Can we cut hair during Chinese New Year? ›

Leave your hair as it is on the first day of the New Year. The Chinese character for hair is the same first character in the word for prosper. This means washing or cutting it off is seen as washing your fortune away and dramatically reduces chances of prosperity in the year ahead.

Why is Chinese New Year important? ›

The New Year celebration is centred around removing the bad and the old, and welcoming the new and the good. It's a time to worship ancestors, exorcise evil spirits and pray for good harvest. Today it's celebrated also by Chinese communities outside the country.

What are the 12 symbols of the Chinese New Year? ›

There are 12 Chinese zodiac signs, in the following order: Rat, Ox, Tiger, Rabbit, Dragon, Snake, Horse, Goat, Monkey, Rooster, Dog, and Pig. Each sign is named after an animal, and each animal has its own unique characteristics. Do you know why the 12 Chinese zodiac animals are in the sequence above?

What is the Chinese New Year called? ›

Lunar New Year, often called the Spring Festival or Chinese New Year, is the most important holiday in China and Chinese communities around the world.

Why is Chinese New Year 15 days? ›

Chinese New Year starts with the New moon on the first day of the first lunar month and ends on the Full moon 15 days later.

Is Chinese a birthday? ›

Chinese age is calculated differently

While for most people around the world, age at birth is calculated at zero, for the Chinese, being born means automatically turning one. Additionally, another year is added to a Chinese person's age on his or her first Lunar New Year's Day.

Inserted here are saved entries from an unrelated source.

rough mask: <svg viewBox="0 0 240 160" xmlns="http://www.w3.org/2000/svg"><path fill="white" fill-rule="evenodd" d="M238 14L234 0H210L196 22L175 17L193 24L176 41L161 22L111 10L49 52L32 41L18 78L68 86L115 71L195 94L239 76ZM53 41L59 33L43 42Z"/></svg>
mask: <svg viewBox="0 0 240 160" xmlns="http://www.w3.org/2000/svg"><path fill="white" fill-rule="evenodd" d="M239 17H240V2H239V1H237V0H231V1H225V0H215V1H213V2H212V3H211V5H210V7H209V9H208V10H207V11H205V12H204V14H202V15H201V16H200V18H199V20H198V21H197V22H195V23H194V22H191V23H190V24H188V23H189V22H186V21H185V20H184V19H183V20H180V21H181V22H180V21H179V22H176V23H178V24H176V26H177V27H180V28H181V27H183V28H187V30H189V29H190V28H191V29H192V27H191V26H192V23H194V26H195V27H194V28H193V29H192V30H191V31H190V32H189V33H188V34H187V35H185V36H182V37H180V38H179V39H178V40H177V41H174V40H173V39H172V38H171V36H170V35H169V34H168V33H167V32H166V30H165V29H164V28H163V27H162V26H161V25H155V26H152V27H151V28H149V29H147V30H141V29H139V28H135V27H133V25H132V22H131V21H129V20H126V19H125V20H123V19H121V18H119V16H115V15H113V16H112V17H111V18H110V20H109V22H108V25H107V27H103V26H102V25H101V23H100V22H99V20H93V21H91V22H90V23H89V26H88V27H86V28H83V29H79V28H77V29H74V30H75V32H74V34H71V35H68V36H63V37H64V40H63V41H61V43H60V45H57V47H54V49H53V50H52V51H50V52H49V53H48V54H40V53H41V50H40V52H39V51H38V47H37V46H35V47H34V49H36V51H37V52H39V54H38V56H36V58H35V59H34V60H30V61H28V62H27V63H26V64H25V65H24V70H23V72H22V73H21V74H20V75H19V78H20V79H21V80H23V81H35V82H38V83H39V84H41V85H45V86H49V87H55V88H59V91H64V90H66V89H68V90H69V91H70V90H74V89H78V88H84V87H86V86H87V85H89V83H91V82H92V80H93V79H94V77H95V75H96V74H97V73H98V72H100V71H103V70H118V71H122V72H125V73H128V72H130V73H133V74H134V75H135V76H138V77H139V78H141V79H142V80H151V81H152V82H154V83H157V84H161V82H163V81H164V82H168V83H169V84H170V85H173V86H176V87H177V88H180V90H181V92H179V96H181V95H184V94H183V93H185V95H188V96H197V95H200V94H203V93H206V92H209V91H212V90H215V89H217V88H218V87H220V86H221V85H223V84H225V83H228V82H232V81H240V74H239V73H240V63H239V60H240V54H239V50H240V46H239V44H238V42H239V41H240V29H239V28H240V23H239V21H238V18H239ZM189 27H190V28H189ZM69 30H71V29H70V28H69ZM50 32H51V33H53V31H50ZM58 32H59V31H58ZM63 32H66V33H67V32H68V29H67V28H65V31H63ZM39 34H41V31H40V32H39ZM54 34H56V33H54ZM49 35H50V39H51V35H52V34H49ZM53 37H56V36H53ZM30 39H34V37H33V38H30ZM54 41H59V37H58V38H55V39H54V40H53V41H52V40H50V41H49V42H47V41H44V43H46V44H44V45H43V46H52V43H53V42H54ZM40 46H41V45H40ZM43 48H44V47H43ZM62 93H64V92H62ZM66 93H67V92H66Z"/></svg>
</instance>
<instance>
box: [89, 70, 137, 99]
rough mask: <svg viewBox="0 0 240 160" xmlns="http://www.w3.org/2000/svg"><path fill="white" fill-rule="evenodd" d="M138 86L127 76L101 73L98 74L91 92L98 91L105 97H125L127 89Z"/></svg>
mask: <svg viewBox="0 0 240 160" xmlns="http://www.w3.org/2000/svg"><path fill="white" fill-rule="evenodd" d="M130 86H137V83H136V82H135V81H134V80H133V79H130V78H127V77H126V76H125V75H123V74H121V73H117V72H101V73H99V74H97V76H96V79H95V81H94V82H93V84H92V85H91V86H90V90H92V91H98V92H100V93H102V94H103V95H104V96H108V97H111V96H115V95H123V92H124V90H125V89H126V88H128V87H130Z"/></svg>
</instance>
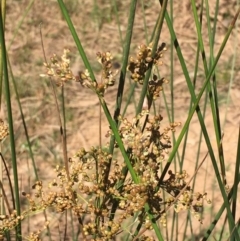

How old is my Chinese zodiac? ›

The Chinese zodiac consists of twelve animals that first appeared in the Zhan Guo period [5th century B.C.]. No one knows the exact date as of when the zodiac was essentially created, but they were officially identified during the Han Dynasty [206 B.C.–9 A.D.], which was over 2000 years ago.

Who invented the Lunar New Year? ›

In 104 BCE Emperor Wu of the Han dynasty (206 BCE to 220 CE) approved a calendar reform that fixed the beginning of the year on the day of the first new moon after the sun enters the 11th sign of the solar zodiac, or the second new moon after the winter solstice.